Conference Coverage

TAMIS for rectal cancer holds its own vs. TEM




JACKSONVILLE, FLA. – Over the past 30 years, transanal endoscopic microsurgery (TEM) has emerged as a technique for localized rectal cancer, but the need for expensive specialized equipment put it beyond the reach of most hospitals.

Now, early results with transanal minimally invasive surgery (TAMIS) may open the door to an option that achieves the benefits of TEM while using commonly available and less expensive equipment, according to a study presented at the Association for Academic Surgery/Society of University Surgeons Academic Surgical Congress.

Dr. John Costello, general surgery resident at Georgetown University, Washington, presented a poster summarizing the findings of a systematic literature review of TEM and TAMIS studies. The experience with TAMIS is more limited since Dr. Sam Atallah of Sebring, Fla., first introduced it in 2010. The review included the only head-to-head study of the technical aspects of TAMIS and TEM to date.

“Overall the results are very similar between the two approaches,” Dr. Costello said. “In many ways there are, at least anecdotally, some benefits potentially toward the TAMIS technique aside from cost: The perioperative morbidity may be a little lower and, particularly, there seemed to be fewer early problems with continence after surgery.”

The review found similar outcomes between the two approaches: low recurrence rates for small tumors (up to 3 cm) of 4% for TAMIS and 5% for TEM, although the study found that the recurrence rate for TEM increased with larger tumors. Surgery-related deaths with TAMIS ranged from 7.4% to19% and TEM from 6% to 31% across the studies reviewed.

The challenge with the systematic review was that the population of patients who had TAMIS was fewer than 500.

Dr. Costello elucidated the reasons that rectal cancer surgery has proved so challenging to surgeons over the years. The choice of operation was either limited to transabdominal or transanal excision, but the transanal approach had limitations anatomically and was found to be oncologically inferior for early stage cancer. Even with the evolution of the TEM approach, its adoption has been slow.
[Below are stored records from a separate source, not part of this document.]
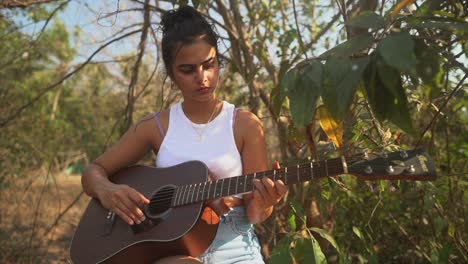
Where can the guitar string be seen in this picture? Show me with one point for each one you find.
(292, 171)
(166, 196)
(191, 190)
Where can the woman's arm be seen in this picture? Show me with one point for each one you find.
(259, 203)
(121, 199)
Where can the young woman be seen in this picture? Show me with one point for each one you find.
(201, 127)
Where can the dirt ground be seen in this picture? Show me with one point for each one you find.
(38, 217)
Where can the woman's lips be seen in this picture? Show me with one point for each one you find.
(203, 89)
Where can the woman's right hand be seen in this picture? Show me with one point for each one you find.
(125, 201)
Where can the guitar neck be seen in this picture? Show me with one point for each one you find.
(198, 192)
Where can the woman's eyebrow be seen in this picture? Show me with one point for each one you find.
(203, 62)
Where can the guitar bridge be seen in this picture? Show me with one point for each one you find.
(108, 224)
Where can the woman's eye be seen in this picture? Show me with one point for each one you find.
(186, 70)
(209, 66)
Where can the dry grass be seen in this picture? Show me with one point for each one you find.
(29, 209)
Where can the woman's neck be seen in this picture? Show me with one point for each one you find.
(201, 112)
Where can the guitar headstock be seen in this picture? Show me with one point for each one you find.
(401, 165)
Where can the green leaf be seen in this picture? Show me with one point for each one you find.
(429, 67)
(342, 76)
(288, 82)
(367, 19)
(386, 94)
(196, 3)
(448, 24)
(350, 47)
(398, 51)
(281, 253)
(357, 232)
(304, 94)
(324, 234)
(428, 7)
(307, 250)
(292, 221)
(296, 207)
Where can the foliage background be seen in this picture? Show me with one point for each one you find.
(389, 75)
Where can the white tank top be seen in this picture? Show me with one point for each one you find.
(217, 148)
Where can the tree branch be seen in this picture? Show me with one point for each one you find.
(16, 113)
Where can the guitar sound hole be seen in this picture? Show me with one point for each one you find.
(160, 202)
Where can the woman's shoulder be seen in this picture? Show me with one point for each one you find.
(247, 120)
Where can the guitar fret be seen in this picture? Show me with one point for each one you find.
(222, 189)
(286, 175)
(198, 191)
(183, 194)
(229, 187)
(214, 191)
(188, 193)
(176, 196)
(245, 183)
(326, 168)
(203, 192)
(311, 170)
(298, 179)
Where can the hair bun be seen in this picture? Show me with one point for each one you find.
(172, 19)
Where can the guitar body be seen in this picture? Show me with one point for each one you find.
(178, 220)
(183, 230)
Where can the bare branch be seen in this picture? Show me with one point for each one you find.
(131, 87)
(22, 4)
(32, 43)
(8, 119)
(459, 85)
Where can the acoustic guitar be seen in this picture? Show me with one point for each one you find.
(178, 221)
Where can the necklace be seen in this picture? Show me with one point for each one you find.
(202, 130)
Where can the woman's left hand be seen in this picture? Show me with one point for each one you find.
(267, 192)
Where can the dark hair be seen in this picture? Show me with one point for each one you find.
(183, 26)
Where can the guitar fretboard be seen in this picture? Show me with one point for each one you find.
(193, 193)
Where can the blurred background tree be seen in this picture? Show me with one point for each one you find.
(389, 75)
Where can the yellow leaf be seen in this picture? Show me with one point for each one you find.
(332, 128)
(400, 5)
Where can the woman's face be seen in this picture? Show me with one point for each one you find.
(196, 70)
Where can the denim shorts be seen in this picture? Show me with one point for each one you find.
(235, 241)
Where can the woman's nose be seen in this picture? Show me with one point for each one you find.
(200, 75)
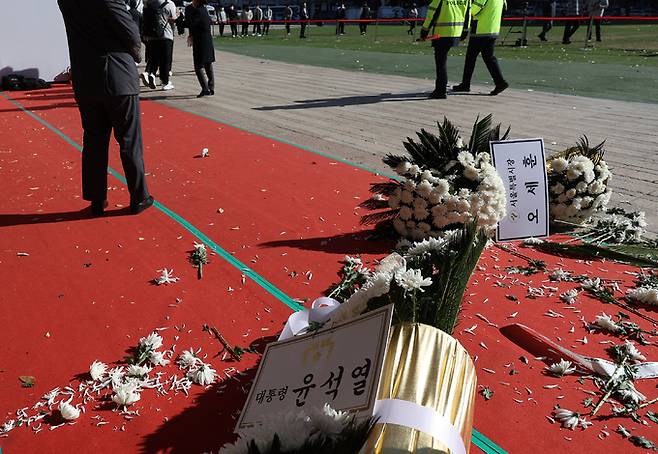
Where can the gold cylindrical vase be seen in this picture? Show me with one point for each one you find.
(428, 367)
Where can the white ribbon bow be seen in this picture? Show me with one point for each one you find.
(299, 322)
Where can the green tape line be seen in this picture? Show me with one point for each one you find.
(479, 440)
(223, 253)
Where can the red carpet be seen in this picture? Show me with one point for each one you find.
(286, 213)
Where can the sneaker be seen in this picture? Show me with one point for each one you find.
(499, 89)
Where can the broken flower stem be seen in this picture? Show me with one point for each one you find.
(214, 331)
(609, 392)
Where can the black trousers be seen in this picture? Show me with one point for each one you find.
(569, 29)
(206, 81)
(101, 115)
(597, 27)
(162, 53)
(256, 28)
(441, 49)
(485, 46)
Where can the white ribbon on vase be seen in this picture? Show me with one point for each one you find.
(299, 322)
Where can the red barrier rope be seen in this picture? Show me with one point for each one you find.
(419, 19)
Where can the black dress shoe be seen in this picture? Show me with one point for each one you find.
(98, 208)
(141, 206)
(499, 89)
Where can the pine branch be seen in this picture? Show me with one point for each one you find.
(375, 218)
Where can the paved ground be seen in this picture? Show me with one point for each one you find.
(360, 117)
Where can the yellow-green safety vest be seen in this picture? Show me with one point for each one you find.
(450, 20)
(487, 13)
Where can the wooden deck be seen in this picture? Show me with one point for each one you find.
(360, 117)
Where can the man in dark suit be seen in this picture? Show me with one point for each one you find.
(104, 45)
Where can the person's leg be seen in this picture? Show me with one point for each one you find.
(441, 50)
(97, 127)
(211, 77)
(487, 48)
(126, 121)
(472, 52)
(167, 57)
(198, 70)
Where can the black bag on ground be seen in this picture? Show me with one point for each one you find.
(154, 21)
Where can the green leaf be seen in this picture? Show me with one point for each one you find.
(27, 381)
(642, 442)
(486, 393)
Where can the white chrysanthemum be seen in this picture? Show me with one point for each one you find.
(412, 279)
(591, 284)
(633, 353)
(391, 263)
(441, 188)
(561, 368)
(644, 295)
(628, 393)
(377, 285)
(68, 411)
(559, 164)
(157, 358)
(97, 370)
(569, 297)
(424, 189)
(405, 213)
(606, 323)
(557, 189)
(187, 359)
(153, 341)
(166, 277)
(402, 168)
(7, 426)
(203, 375)
(137, 371)
(116, 376)
(126, 394)
(471, 173)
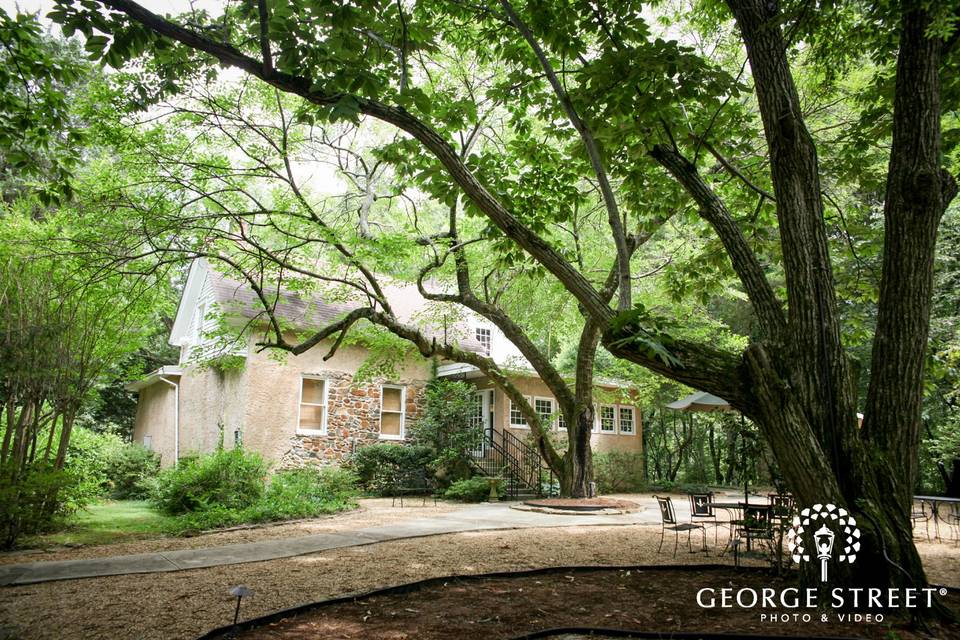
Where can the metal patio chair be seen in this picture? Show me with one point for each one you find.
(702, 512)
(757, 525)
(668, 520)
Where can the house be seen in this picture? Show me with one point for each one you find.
(301, 409)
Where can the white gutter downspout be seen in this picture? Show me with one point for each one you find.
(176, 419)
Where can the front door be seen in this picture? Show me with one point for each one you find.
(481, 413)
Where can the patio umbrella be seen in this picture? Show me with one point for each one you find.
(701, 401)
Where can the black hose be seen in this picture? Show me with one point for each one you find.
(656, 635)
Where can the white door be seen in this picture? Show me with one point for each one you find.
(481, 413)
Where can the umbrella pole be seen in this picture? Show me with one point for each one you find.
(743, 445)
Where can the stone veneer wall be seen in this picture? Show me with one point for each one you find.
(353, 420)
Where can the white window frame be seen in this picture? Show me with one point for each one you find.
(616, 419)
(514, 425)
(488, 346)
(326, 406)
(201, 316)
(553, 409)
(402, 412)
(633, 419)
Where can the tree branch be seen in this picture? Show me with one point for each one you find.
(593, 152)
(745, 262)
(527, 239)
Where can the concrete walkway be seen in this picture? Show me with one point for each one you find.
(486, 517)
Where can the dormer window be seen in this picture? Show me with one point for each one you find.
(198, 329)
(483, 337)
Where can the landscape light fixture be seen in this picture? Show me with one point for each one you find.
(238, 592)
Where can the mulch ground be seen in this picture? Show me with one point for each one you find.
(584, 503)
(660, 600)
(182, 605)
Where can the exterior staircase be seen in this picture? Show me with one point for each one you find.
(523, 470)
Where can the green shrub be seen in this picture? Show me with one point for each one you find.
(475, 489)
(103, 463)
(88, 459)
(377, 465)
(226, 478)
(295, 493)
(302, 493)
(132, 471)
(618, 472)
(446, 428)
(39, 501)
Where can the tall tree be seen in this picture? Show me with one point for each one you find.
(622, 94)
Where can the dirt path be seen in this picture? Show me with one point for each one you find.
(372, 512)
(185, 604)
Either TEM or TAMIS would be a good option for patients too frail for the radical resection that low anterior resection or abdominal perineal resection demand, and would offer an option for palliation for advanced disease, Dr. Costello said. “You could locally resect patients in a way that they go home the same day or at most stay one day in the hospital,” he said.

“The challenge with TEM is that, although the oncologic outcomes are quite good with early-stage disease, the adoption has been very poor over 3 decades mainly because it requires specialized equipment with a very large upfront cost that is limited to use in the rectum,” Dr. Costello said. He estimated the initial capital investment cost for TEM equipment at up to $60,000 on average.

The TAMIS approach, on the other hand, carries a per-procedure equipment cost of about $500 over traditional laparoscopic surgery, he said. It can utilize the single-incision laparoscopic port (SILS) for the transanal approach. TAMIS sacrifices the three-dimensional view of TEM for two-dimensional, but it does provide 360-degree visualization. The surgeon must also be facile with the laparoscopic technique. “In the past that was a big challenge, but now all trainees are very familiar with laparoscopic surgery,” Dr. Costello said.

While the paucity of data on the TAMIS approach makes it difficult to make a strong case for the procedure, the path forward is clear, Dr. Costello said.

“We feel, as do a number of authors of the most papers, that the time truly is now for an actual prospective randomized trial to compare these techniques head-to-head, because colorectal surgeons now have the skill set to be facile at both,” Dr. Costello said.

The investigators had no financial relationships to disclose.